DECIDES Europe - Preventing Gender-Based Violence, the Youth's Outlook
DECIDES Europe is a project that aims at contributing to reduce Gender Based Violence (GBV) in three European countries, Denmark, Romania and Spain. Started in September 2018, it seeks to contribute to the prevention of gender-based violence (GBV) by improving the awareness of young people about all forms of GBV, its causes, consequences and providing tools to prevent, recognize and counter it in Denmark, Romania and Spain. The beneficiaries of the project are young students, aged 15 to 18, school staff, such as teachers, counsellors and school managers, parents, and vulnerable groups such as young people and young migrants. The project also aims to encourage local authorities and schools involved to set up a common framework or protocol of action to address GBV in the educational system.

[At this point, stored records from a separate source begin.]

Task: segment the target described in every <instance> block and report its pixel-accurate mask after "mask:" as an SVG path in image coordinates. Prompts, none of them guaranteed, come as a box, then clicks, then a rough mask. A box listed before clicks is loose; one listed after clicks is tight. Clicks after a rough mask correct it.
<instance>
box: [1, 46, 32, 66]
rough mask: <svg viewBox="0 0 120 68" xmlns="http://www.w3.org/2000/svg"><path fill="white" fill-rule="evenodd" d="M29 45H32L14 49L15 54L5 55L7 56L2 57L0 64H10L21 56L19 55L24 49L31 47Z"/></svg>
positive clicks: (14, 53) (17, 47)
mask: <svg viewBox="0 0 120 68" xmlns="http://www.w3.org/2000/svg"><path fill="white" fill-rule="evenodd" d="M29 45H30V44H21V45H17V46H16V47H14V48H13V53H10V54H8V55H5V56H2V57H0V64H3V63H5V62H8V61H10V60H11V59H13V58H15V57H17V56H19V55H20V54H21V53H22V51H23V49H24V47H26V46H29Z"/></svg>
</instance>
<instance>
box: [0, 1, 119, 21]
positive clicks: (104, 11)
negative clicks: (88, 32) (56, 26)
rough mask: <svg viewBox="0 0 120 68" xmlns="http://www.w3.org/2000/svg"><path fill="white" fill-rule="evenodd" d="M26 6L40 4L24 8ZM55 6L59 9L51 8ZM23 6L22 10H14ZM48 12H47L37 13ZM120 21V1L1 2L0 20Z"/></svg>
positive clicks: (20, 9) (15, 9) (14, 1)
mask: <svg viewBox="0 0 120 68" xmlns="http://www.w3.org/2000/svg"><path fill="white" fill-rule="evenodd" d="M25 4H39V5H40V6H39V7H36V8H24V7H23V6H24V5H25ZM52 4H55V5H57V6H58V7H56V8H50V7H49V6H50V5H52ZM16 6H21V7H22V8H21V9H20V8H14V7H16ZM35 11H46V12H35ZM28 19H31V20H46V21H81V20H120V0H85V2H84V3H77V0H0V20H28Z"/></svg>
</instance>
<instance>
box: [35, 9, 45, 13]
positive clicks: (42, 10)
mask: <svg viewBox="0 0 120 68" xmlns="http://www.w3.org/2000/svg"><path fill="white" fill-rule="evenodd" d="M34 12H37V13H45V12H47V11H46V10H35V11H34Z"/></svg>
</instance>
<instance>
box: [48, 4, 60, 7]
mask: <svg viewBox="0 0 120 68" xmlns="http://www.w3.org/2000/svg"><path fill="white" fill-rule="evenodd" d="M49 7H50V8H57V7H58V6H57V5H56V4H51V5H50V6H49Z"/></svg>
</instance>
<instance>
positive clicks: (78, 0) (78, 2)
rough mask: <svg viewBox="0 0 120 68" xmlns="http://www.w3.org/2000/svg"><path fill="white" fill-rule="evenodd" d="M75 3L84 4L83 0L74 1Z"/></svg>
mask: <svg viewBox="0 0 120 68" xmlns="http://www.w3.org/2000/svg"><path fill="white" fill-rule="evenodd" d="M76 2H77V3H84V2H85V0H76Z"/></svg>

CulturalBase: Social Platform of European Identities and Cultural Heritage
CulturalBase. Social Platform on Cultural Heritage and European Identities (in the framework of the Horizon 2020 work programme 2014-2015 Europe in a changing world: inclusive, innovative and reflective societies) aimed to address the topic of Heritage and European Identities from a double standpoint, namely, an analytical as well as a public policy perspective. Since the second half of the last century, culture has experienced a profound mutation, through which its position and role in the social dynamics have been transformed. Whereas it was previously confined to a purely superstructural position, it now constitutes an essential basis of today society.
In the context of cultural digitization and globalization the entire cultural ecosystem has changed, which has radically altered and at the same time, intensified the relationship between cultural identity, cultural heritage and cultural expression. This transformation has occurred both at the level of the professional cultural sector as well as in society as a whole. The project developed a common approach on key issues related to cultural heritage and European identities through academic research and a shared process of structured content production in three main areas: cultural memory, cultural inclusion, cultural creativity.
The public value of Culture for Social Cohesion and Urban Development in Africa - Culture at Work Africa
Culture at Work Africa takes up the challenge raised by the African Union and its vision for 2063 for an integrated, prosperous and peaceful Africa, driven by its own citizens and representing a dynamic force in the international arena. To achieve the aforementioned, Culture at Work Africa carries out a wide range of activities including the support to innovative on-the-ground projects aiming at developing safe and neutral spaces for intercultural dialogue, active citizenship and intercommunity relations, training and capacity-building of cultural operators, public authorities and cultural mediators, networking and exchanges between different stakeholders, as well as awareness raising on the importance of culture and cultural diversity for sustainable human development.